August 30, 2012
An unmanned Atlas 5 rocket lifted off on Thursday from Cape Canaveral Air Force Station in Florida, placing a pair of heavily shielded NASA science satellites into position to study Earth’s radiation belts.
The 190-foot (58-meter) tall rocket, built by United Launch Alliance, blasted off at 4:05 a.m. EDT (0805 GMT), soaring out over the Atlantic Ocean toward an orbit as far as 19,042 miles (30,645 km) above the planet’s surface.
Riding atop the rocket were the identical twin Radiation Belt Storm Probes, which are expected to spend two years surveying the Van Allen radiation belts, hostile regions that surround Earth and that most other spacecraft try to avoid.
“They’re now at home in the Van Allen belts, where they belong,” deputy project scientist Nicola Fox told reporters after the launch. “For the science team, the real work now begins.”
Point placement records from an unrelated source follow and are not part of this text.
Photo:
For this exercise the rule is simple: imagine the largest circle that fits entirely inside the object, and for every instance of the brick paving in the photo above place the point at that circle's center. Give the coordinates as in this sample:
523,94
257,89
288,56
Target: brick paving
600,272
Named after University of Iowa physicist James Van Allen, the two doughnut-shaped belts of trapped particles were discovered in 1958 by Explorer 1, the first U.S. science satellite. They are held in place by Earth’s magnetic field, which traps the electrically charged particles from the sun and deep space.
How the belts form and why they sometimes balloon out is a long-standing mystery.
Understanding the phenomenon is more than scientific curiosity. Every spacecraft orbiting Earth, including the $100 billion International Space Station and its crew, fly through the high-radiation regions, which can degrade solar panels and affect electronics.
“Modern society depends on satellites and other space-based technologies ... making the research and understanding that will come from (the probes) invaluable to building better protected satellites in the future,” New Jersey Institute of Technology physicist Lou Lanzerotti said at a pre-launch news conference.
The satellites are expected to spend the coming two years flying in tandem through the heart of the radiation belts. The inner belt begins about 650 miles (1,046 km) above Earth and extends to about 8,000 miles (12,875 km), but at times it can dip as low as about 125 miles (201 km). The space station flies about 250 miles (402 km) above the planet.